20th Anniversary of the Bali Bombing - Sydney

Speech
Prime Minister Anthony Albanese
Prime Minister

Twenty years ago, the shockwaves from Bali reached our shores.

Twenty years ago, an act of malice and calculated depravity robbed the world of 202 lives.

They were visitors and locals alike, gathered in a place of joy.

Eighty-eight of them Australian.

Twenty years on, the ache does not dim.

For most of us, what happened on that fateful night is beyond imagining.

The sudden terrible light, the sudden terrible darkness. The awful postscript of fire.

Alongside the local workers and residents were team mates enjoying their end-of-season holiday.

Including members of Kingsley Football Club, Sturt Football Club, the Southport Sharks, the Dulwich Newtown Basketball Club and the Coogee Dolphins, their name bestowed upon this piece of land in an act of remembering of six team mates.

We think of them with the ache of knowing they should still be here, their senses filled with everything we feel now.

The salty tang of the air, the sea in its ancient rhythm foaming against beach and cliff, and the tapestry of voices of which they were all such integral part.

So many futures were stolen that night.

We think of every conversation never had.

Every moment of love never known.

We think of those who survived, and those who helped.

What they saw that night will never leave them.

Yet amid it all, the very worst of circumstances brought out the very best in people.

It brought out compassion. Selflessness. Heroism.

That night, the terrorists could not achieve their aim.

What they struck, they could not defeat.

Because what they struck at was the idea of us, the great fabric of dreams and ideals and compassion and fairness that make us who we are.

Indonesians, Australians, people from around the world.

They struck at the friendship between us.

They struck at the joy of a free people.

They struck at humanity.

But we remain.

In the end, they reminded us of what is so important to us.

And to not take for granted what we have built and nurtured over generations.

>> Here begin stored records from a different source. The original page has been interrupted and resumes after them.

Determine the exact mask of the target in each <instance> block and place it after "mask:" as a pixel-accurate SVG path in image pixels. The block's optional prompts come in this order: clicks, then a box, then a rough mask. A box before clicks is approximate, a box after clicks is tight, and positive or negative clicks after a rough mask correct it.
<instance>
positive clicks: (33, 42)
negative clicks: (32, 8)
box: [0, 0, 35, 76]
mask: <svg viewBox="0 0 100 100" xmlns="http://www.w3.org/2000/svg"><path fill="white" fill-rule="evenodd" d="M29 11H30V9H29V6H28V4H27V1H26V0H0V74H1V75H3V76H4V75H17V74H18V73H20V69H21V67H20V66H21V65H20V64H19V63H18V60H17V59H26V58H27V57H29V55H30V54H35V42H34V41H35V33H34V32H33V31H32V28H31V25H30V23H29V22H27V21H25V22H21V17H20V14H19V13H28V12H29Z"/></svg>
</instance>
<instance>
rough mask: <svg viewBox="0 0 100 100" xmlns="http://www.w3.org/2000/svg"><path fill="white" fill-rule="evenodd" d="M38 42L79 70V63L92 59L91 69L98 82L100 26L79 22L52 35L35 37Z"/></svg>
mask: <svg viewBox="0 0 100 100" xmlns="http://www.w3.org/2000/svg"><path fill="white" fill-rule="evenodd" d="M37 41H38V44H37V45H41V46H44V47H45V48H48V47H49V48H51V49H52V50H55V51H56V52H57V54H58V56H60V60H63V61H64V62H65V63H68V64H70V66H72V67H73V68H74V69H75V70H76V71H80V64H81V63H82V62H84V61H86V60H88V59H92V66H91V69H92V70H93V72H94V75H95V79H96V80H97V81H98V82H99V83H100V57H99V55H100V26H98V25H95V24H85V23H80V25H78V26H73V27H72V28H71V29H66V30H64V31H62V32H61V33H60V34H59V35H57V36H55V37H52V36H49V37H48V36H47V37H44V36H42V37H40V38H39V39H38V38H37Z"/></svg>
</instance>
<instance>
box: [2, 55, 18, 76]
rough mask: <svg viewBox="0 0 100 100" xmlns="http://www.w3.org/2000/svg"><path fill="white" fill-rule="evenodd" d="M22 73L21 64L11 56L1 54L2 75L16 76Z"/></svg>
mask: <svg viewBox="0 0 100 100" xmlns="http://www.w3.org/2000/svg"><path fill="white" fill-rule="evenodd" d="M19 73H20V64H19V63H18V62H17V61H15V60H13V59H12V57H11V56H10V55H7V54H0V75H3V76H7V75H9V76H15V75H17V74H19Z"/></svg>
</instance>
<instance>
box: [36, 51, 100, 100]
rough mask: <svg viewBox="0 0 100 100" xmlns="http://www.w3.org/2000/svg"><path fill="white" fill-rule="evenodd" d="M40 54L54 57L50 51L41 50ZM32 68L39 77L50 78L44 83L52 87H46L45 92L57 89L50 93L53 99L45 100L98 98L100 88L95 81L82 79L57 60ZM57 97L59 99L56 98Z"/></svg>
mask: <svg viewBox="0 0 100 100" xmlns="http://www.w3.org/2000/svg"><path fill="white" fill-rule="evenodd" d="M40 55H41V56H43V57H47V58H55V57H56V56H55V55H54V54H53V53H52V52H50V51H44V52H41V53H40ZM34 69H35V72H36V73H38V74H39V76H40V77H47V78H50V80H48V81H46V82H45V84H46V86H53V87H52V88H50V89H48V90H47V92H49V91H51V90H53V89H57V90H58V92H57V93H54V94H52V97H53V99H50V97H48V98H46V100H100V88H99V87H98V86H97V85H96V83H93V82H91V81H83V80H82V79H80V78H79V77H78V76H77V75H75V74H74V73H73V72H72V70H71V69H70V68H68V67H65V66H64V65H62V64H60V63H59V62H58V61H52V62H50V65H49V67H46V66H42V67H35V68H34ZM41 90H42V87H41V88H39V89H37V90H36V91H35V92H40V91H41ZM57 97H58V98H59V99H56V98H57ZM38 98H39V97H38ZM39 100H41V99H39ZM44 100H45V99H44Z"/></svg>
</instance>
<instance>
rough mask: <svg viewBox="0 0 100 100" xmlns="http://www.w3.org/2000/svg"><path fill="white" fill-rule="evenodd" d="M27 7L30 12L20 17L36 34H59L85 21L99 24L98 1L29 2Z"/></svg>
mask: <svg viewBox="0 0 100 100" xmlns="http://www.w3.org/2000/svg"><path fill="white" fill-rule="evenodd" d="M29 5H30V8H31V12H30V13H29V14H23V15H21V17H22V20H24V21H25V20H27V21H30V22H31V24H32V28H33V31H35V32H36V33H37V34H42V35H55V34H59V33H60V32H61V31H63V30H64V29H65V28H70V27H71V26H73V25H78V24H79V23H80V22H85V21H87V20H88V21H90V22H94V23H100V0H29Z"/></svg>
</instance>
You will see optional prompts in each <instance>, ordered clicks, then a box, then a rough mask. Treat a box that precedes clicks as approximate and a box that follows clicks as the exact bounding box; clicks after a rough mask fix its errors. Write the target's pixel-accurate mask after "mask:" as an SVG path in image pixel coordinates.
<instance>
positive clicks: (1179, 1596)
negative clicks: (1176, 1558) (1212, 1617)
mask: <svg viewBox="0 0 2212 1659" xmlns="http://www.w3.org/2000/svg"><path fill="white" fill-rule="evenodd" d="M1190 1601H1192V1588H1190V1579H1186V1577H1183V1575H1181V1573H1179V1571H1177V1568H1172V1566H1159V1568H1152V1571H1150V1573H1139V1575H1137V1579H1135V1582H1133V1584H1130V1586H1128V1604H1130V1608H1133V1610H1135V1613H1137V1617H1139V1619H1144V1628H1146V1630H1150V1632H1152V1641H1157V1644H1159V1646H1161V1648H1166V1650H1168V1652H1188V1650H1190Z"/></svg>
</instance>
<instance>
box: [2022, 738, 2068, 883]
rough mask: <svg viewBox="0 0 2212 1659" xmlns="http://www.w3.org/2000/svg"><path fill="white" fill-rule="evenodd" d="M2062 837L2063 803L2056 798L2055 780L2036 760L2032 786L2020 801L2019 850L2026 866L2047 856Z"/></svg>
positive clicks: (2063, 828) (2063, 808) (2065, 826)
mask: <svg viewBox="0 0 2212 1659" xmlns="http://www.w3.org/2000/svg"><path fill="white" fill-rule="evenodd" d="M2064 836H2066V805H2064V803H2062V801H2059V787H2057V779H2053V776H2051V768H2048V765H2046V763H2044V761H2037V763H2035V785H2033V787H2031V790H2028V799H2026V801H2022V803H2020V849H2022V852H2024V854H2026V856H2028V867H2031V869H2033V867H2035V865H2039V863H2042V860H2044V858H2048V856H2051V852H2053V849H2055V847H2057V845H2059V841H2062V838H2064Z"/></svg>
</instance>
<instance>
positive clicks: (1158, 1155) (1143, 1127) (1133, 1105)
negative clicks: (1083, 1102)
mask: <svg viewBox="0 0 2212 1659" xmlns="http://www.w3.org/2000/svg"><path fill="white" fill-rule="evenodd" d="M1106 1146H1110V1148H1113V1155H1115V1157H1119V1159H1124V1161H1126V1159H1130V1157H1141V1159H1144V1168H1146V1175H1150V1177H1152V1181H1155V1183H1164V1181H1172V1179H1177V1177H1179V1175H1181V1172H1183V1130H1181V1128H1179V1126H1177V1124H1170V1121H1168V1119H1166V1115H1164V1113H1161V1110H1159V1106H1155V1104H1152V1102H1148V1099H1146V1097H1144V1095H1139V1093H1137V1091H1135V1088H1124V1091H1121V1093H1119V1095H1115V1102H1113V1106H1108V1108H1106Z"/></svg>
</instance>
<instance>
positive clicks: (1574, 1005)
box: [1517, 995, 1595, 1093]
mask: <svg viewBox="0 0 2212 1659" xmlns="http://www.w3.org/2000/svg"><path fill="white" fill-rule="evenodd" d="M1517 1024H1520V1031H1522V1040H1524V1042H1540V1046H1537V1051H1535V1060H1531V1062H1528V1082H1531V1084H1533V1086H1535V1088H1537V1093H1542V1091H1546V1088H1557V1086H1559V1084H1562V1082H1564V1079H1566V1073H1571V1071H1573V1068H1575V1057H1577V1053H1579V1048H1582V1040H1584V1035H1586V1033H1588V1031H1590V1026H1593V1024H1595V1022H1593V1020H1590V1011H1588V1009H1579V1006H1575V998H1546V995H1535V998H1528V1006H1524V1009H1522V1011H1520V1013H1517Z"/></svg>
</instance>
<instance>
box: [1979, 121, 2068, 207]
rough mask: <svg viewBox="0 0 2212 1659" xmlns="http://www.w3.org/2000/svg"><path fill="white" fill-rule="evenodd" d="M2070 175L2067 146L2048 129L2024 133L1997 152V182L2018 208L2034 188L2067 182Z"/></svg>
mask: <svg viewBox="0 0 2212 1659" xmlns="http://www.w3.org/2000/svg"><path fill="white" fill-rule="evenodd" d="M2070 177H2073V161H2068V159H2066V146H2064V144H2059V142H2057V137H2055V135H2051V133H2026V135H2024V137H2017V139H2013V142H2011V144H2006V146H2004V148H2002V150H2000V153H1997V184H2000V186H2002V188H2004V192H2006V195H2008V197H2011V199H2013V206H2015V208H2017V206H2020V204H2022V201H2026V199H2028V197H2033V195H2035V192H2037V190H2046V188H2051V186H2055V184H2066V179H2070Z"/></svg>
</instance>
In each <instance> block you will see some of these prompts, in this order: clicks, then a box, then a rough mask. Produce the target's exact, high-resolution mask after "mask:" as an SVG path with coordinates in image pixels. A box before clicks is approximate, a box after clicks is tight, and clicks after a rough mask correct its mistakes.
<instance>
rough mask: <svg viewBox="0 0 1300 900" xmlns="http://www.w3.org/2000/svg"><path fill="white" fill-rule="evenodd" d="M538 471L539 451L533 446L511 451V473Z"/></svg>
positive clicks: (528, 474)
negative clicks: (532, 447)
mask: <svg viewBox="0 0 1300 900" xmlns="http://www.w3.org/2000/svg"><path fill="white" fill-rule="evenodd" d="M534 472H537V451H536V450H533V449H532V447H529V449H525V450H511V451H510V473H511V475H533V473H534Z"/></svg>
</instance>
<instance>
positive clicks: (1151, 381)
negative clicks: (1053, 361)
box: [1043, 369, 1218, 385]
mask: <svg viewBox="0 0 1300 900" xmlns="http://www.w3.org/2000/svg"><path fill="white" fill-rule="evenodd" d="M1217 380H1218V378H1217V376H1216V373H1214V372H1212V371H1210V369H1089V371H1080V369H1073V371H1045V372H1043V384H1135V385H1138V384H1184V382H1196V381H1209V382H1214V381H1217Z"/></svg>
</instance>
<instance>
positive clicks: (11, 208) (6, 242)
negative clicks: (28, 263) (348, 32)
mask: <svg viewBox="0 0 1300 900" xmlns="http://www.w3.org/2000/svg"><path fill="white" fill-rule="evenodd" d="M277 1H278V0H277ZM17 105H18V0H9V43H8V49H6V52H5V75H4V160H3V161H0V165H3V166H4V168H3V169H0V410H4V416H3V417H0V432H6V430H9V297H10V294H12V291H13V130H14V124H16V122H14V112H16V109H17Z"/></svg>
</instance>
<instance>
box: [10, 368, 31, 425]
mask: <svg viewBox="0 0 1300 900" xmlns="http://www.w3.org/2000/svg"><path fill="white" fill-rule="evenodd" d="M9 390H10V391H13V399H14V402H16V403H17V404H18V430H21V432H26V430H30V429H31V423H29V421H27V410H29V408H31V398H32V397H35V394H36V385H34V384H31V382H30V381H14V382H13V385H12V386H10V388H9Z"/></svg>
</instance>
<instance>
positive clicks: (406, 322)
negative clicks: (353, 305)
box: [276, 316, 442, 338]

They sought to create terror.

But people ran towards the terror, to do what they could do for friend and stranger alike.

Because what drove them was a higher, more human instinct than those who
attacked them.

What the architects of this slaughter achieved was to make us reflect on what we most truly value – and to hold on to it more tightly than ever before.

No terrorist can take this from us.

But they did take life.

They left survivors to rebuild themselves, physically and mentally.

They left families and friends struggling with loss.

For them, the world could never be the same again.

Twenty years on, so many hearts are still tethered to that cruel night, every beat tempered by an abiding sorrow.

Many currents were stopped in the great river of life that night.

And some are still stranded on the bank, unable to walk away.

Grief is its own creature.

Grief does not travel in straight lines.

Grief may soften with time, but it does not fade.

As my predecessor Julia Gillard put it a decade ago, Bali is:

“A place, like London and Gallipoli, where something of the Australian spirit dwells upon another shore.”

And it is a beloved shore. Indonesian people have reached out to generations of
Australians as friends and neighbours.

They felt our great pain that night, and we felt theirs.

This beautiful monument represents family, friends and community.

Its three parts are bowed in sorrow, but they hold each other because in unity
we find strength and hope and love.

We find each other.

And that is how we come together, our hearts filled with everyone who never came home.

Everyone who never came home the same.

Everyone who still carries the loss.

And every survivor we have lost since.

We hold on to their names and faces. And we will never let them fade.